A questo punto devo aprire una piccola parentesi e inserire quella che in tutta onestà non so se valutare come una limitazione del design dei livelli o del mio cervello: il fatto che tanti, tantissimi di loro possano essere risolti con due o tre oggetti, sempre gli stessi. Una volta scoperte le potenzialità del jetpack o delle ali (quelle di un angioletto), per spostarmi da un punto all’altro della mappa non ho più sentito la necessità di inventarmi chissà che cose strane. Ripeto, forse sono pigro o poco fantasioso io, forse sono troppo schiavo dei videogame “normali” dove le dinamiche di gioco sono estremamente limitate rispetto a Scribblenauts, ma devo anche pormi il dubbio se per caso non sia anche colpa di come sono concepiti e strutturati gli enigmi. Paradossalmente, in diverse occasioni mi sono dovuto auto-imporre la ricerca di soluzioni creative e/o originali e/o che sfruttino l’enorme potenziale a disposizione per non dover ricorrere al solito paio di ali o alla solita fune. Il che mi è sembrato andare nella direzione opposta a quella del gioco. Poi magari chissà, potrebbe essere una sfida anche quella di cercare di risolvere più enigmi possibili usando sempre le stesse cose.

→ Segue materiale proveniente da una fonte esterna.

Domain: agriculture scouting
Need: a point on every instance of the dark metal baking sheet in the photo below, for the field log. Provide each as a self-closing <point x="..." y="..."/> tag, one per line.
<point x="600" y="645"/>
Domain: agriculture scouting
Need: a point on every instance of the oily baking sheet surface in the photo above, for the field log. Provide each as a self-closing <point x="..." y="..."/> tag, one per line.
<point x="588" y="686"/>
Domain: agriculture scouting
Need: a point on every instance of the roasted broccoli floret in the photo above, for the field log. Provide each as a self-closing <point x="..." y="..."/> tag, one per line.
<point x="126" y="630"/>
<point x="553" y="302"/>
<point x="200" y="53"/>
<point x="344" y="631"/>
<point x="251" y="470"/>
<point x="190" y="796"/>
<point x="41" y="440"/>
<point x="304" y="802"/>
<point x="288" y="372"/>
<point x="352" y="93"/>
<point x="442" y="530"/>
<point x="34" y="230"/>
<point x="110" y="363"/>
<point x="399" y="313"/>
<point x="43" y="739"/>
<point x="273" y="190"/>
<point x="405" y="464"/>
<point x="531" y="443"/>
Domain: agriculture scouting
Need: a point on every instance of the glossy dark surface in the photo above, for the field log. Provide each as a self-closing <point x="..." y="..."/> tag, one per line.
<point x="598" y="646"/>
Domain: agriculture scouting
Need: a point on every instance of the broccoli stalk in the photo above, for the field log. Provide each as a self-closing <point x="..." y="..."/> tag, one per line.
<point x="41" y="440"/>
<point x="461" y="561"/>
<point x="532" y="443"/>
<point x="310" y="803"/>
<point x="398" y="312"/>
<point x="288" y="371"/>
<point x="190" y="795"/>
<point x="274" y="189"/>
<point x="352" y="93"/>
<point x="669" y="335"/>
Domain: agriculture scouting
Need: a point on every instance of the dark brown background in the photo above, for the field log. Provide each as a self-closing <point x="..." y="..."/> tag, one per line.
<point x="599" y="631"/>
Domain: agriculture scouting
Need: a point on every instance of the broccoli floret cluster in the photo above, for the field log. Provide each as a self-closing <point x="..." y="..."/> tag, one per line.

Fine della parentesi.
Alcuni livelli, in particolare quelli di tipo “puzzle”, ossia con obiettivi da raggiungere, sono poco chiari per non dire criptici. O non si capisce per niente cosa occorre fare, e la frasettina di una riga scritta all’inizio non aiuta granché, oppure è fin troppo chiaro ma apparentemente non è quello che gli sviluppatori avevano in mente. Il che porta a mettersi a provare e riprovare nella speranza di imbocciare la combinazione giusta. Unite questo aspetto all’interfaccia non propriamente a prova di errore, e il risultato è la festa del trial and error. Per fortuna esiste sempre la possibilità di provare soluzioni alternative!
Non sono mancate occasioni, al contrario, nelle quali i livelli si sono praticamente “auto-risolti”, più per caso che per abilità di chi gioca (tirare un nano da giardino in faccia a un gruppo di bambini vestiti da mostri la notte di Halloween equivale a raggiungere l’obiettivo richiesto, ossia “dolcetto o scherzetto?”? Sarà).
Ci sono poi alcuni difetti minori, magari fastidiosi ma su cui uno è anche disposto a chiudere un occhio considerata la portata e l’enormità di oggetti, interazioni e azioni possibili all’interno del gioco: uno su tutti, il fatto che un carro armato non riesca a passare indenne attraverso un tornado ma venga spazzato via con la stessa forza che colpisce il piccolo Maxwell. Evidentemente qualche semplificazione si è resa necessaria: niente di grave, basta saperlo.